継続的に質の高いコンテンツを提供することが重要になるため、コツコツとした積み重ねが大切です。

3.信頼性を高めるために意識すること

信頼性を高めるために意識することは下記のようなものがあります。

・一次情報を提供する
・WEBサイトの運営者、記事の作成者などを記載する
・whois情報を公開する
・問い合わせ先を作成する

信頼性をあげるためには、情報の正確さと引用・参照元の記載とともに、WEBサイトやコンテンツ作成者の情報をオープンにすることを心がけましょう。

5.E-A-Tが特に重視される「YMYL」とは?

E-A-Tと合わせて知っておきたいことの一つに「YMYL」があります。

YLYMとは「Your Money or Your Life」の略で、ユーザーの幸福や健康、お金に関する情報などを指します。
YLYMに該当するジャンルの情報発信では、特にE-A-Tが重視されます。

YMYLに該当する主なテーマ・ジャンル

YMYLとは"Your Money or Your Life"の略語で「人の健康、安全、幸福、経済的安定に影響を与える可能性のあるページ」を指します。
YLYMに関するジャンルの代表例としては下記のようなものがあげられます。

・金融系
・医療系
・健康系
・法律系

低品質のYMYL情報は、誤った情報によって健康を害したり、詐欺によりお金を失ったり、社会的な不和を引き起こす可能性があります。そのためYMYLページに関しては、他のジャンルに比べてE-A-Tを含めて非常に高い品質評価基準が設けられています。

まとめ

E-A-Tとは、世の中に大量に溢れる情報のなかからユーザーにとって有益な情報を優先して表示するためのGoogleによる対策です。
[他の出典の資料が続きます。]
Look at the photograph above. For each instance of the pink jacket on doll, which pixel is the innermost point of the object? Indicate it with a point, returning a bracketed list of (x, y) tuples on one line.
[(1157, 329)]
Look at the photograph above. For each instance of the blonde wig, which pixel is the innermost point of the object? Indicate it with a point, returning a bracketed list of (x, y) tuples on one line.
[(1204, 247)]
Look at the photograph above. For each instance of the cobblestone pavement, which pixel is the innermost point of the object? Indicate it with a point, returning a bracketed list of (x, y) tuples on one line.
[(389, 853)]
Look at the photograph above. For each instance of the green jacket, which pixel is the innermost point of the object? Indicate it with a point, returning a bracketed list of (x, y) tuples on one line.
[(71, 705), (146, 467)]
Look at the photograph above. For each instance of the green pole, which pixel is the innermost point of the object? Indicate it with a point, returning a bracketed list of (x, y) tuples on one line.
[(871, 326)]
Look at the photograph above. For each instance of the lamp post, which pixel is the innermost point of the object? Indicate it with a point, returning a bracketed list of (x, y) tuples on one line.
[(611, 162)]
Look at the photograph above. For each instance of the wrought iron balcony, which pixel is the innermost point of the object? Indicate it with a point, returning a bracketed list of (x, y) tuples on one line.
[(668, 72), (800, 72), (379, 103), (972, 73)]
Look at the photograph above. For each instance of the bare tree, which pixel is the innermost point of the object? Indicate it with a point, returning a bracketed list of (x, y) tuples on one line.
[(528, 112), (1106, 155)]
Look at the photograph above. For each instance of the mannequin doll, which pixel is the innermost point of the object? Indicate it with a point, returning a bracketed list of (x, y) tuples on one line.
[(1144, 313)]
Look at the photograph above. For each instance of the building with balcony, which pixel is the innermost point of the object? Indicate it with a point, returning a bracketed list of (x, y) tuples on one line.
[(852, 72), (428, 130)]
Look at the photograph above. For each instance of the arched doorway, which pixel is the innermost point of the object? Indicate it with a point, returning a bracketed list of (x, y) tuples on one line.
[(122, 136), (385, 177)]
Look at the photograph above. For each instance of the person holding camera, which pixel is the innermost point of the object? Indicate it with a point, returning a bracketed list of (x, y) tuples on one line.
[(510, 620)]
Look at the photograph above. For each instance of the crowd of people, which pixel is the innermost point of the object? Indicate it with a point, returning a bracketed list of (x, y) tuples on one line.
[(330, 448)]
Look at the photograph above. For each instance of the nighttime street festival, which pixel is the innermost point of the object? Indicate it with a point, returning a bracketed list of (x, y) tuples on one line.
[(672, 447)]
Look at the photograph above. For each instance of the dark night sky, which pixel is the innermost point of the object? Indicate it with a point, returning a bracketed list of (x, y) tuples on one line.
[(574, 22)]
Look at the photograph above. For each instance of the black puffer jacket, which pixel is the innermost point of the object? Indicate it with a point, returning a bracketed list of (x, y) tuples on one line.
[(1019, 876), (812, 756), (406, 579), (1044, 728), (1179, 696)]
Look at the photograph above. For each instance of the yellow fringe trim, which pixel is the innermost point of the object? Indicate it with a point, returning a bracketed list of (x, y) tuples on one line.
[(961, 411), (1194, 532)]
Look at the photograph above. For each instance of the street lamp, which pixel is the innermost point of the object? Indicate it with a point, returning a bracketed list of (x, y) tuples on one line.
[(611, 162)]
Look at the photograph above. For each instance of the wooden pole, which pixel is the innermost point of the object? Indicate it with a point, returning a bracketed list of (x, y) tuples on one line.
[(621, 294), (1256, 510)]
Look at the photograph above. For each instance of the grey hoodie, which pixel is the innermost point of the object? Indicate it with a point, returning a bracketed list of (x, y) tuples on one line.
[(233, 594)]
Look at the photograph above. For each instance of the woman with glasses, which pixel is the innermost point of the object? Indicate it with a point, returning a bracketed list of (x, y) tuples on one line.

ユーザーファーストの考え方に基づき、「どうすればユーザーにとって有益なコンテンツになるか」意識しつつ、E-A-Tの基準も取り入れながらコンテンツ作成を行いましょう。新しく作成する際はもちろん、すでに作成しているコンテンツにも応用していくことがおすすめです。新旧のコンテンツにE-A-Tを取り入れて定期的に情報をアップデートしていくことで、サイト全体の評価も上がりやすくなります。

Googleによるサイトの評価基準や重要視している考え方を理解した上で、コンテンツ制作やサイト運営を丁寧に行っていきましょう。